Dove finisce l'autorità della chiesa
Su ogni forma di obbedienza cristiana deve sempre e comunque regnare il vangelo e tutto deve essere sottoposto al vangelo
La Repubblica, 3 aprile 2007
“Bisogna obbedire a Dio piuttosto che agli uomini” (Atti 5,29). Questo grande principio biblico sull’obbedienza ha un carattere profondamente liberante. Nella visione biblica, infatti, l’obbedienza è inscindibile dalla libertà: solo nella libertà si può obbedire, e solo obbedendo al vangelo si entra nella pienezza della libertà. Ma come si declina questa obbedienza resa a Dio e alla sua Parola contenuta nelle Scritture, unica norma normans dell’obbedienza cristiana? Come si discerne se il comando che viene “dagli uomini”, da un’autorità preposta, è conforme al vangelo o lo contraddice? Risolvere la questione come fece il cardinal Bellarmino - “Se anche il papa errasse comandando dei vizi e proibendo delle virtù, la chiesa è tenuta a credere che i vizi siano buoni e le virtù cattive” (De Romano Pontifice IV,2) – significherebbe commettere una gravissima omissione di responsabilità cristiana e imboccare la strada dell’idolatria. Ben altra l’indicazione offerta da Francesco d’Assisi ai suoi: “i frati obbediscano ai loro ministri in tutte quelle cose che hanno promesso a Dio di osservare e che non sono contrarie alla coscienza e alla regola” (Regola bollata 10).

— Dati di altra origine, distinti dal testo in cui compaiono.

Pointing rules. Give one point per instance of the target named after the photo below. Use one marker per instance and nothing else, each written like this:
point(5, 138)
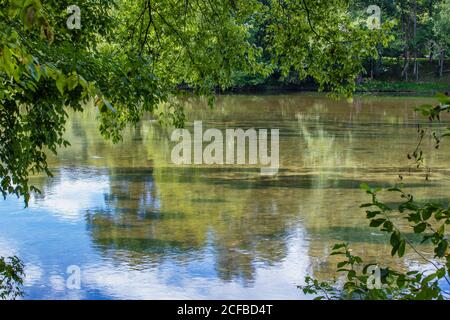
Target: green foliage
point(428, 220)
point(132, 57)
point(11, 278)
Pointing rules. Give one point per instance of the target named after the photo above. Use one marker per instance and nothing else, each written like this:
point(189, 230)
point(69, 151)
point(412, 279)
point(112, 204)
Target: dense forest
point(130, 59)
point(418, 52)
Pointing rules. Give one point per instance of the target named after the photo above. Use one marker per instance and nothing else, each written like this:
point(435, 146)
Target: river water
point(137, 226)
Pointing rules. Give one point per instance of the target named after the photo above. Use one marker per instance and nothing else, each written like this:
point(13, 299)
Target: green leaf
point(60, 83)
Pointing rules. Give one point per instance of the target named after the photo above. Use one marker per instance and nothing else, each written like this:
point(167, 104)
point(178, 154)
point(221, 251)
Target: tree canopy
point(132, 57)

Per cogliere il proprium cristiano dell’obbedienza è allora opportuno ricordarne l’aspetto antropologico. Vi è infatti un’obbedienza fondamentale che ogni uomo è chiamato a fare alla propria storia, alle proprie origini, al proprio corpo, alla propria famiglia, insomma a una serie di situazioni e persone, tempi e luoghi, eventi e condizioni che l’hanno preceduto, fondato, e su cui egli non ha avuto alcuna presa o possibilità di scelta e di decisione. Si tratta dei bagagli che la nascita fa trovare già pronti a chiunque viene al mondo e che lo accompagneranno nel cammino dell’esistenza. Un credente legge questa obbedienza come “creaturale” e vi riconosce quell'accettazione dei limiti che è costitutiva della creatura di fronte al Creatore e che consente all’uomo di diventare uomo fuggendo la tentazione della totalità, cioè di ergersi a Dio. Il senso del racconto della Genesi sulla proibizione di mangiare i frutti dell’albero della conoscenza del bene e del male è esattamente questo: l’essere umano è tale nella misura in cui non ambisce il tutto. Il limite, il finito è l’ambito della sua relazione con Dio.